Please note that the responses set out below are of a general nature and should not be relied on in the absence of specific legal advice.
What is arbitration in NZ?
Arbitration is an agreed process between parties in dispute for one or more arbitrators appointed by them or by default to determine a dispute between them.
How is a dispute referred to arbitration?
In order to arbitrate a dispute there must also be a binding agreement between the parties to either submit all or certain disputes between them to arbitration. It is not necessary for an arbitration agreement to be in writing unless one of the parties is a “consumer” in which case the Arbitration Act 1996 sets out specific requirements before such an arbitration agreement is enforceable.
Unless otherwise agreed, an arbitration is commenced when one party gives notice to the other party requesting that the dispute or disputes between them be referred to arbitration. In general, a party is not entitled to issue proceedings in a Court where there is a binding agreement to arbitrate the particular dispute and the other party may apply to the Court to stay any such proceedings.
What are the advantages of arbitration?
The parties have a reasonable amount of autonomy to determine the particular procedure to govern the arbitration and timing for determining the dispute.

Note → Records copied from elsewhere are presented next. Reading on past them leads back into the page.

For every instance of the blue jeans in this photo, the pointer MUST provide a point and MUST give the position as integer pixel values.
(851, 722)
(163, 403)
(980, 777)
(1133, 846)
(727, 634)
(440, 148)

The arbitration is confidential to the parties and the hearing is held in private.
What are the disadvantages of arbitration?
The parties have to meet the cost of the arbitrator.
There is no ability to join other parties to the arbitration unless they are also parties to the arbitration agreement.
What procedure is used by the aribtrator?
The rules relating to the conduct of the arbitration are governed by the Arbitration Act 1996 except where the Act allows the parties to agree to vary its terms.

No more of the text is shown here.